After being asked why he felt the media didn’t offer much coverage about his results, Simmons expressed,
“We don’t want to go backward; we want to believe women. But women and celebrities–maybe, in some cases–are a little different. But we don’t want to not believe women. We have to believe women. We have to give them the benefit of the doubt, but we can’t demonize people without proof either. Twitter cannot make a decision. I’ve never spoken to a policeman, I’ve never spoken to a judge about anything.”
Further in the conversation, the New York City native (seemingly) clarified his stance on actions sometimes being misinterpreted.
He told the interviewer:
“No one’s intentionally hurt anybody; it’s a big difference. No one’s pushed anybody. Being pushy is different from pushing someone. It’s very gray.”
Simmons then delved into the importance of #MeToo culture (a social movement constructed to raise awareness for women who’ve undergone sexual abuse/harassment) and how the lines are blurred.

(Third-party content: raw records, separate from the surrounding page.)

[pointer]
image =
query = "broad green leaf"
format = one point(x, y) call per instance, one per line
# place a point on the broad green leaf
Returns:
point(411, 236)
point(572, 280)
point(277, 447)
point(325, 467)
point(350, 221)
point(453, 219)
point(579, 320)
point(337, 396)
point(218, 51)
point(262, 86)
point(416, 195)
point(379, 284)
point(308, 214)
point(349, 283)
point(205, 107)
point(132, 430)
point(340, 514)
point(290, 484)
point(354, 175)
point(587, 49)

“[Rape] is a serious word, but I think they’ve changed the meaning of it. ‘Cause I’ve never been violent to anybody. Rape is a violent crime, so it is a very serious [word]. Somebody jumped out of the bushes and raped somebody is different, I think.”
“Of course, I’ve been insensitive, but certainly, I’ve never been forceful in any of my relationships. All of which I’ve had have been consensual.”
Nearing conclusion, when speaking on what he would’ve “done differently” at the time, he acknowledged,
“We all need to learn to be better listeners–all of us. I think that the culture and the climate was different, and the way people interacted was different. And I think [to] judge forty years ago as if it was today, we’d get in trouble. We have to accept where we were and move on and be somewhere else in the future if we don’t like where we were. And I think that we’re doing that now, and I think that’s the good that comes from #MeToo.”
Since 2017, eighteen women have (reportedly) accused Simmons of assault in many forms, including model Keri Claussen Khalighi who claimed the record executive raped her at the tender age of 17 in 1991.
Khalighi’s allegation retrieved worldwide attention (with film director Brett Ratner named as one of the outside parties who were present for the alleged encounter), prompting numerous professional downfalls for Simmons.
Additionally, actor/comedienne Amanda Seales, writer Sil Lai Abrams, and reality star Luann de Lesseps were among the victims Simmons was said to have raped/harassed.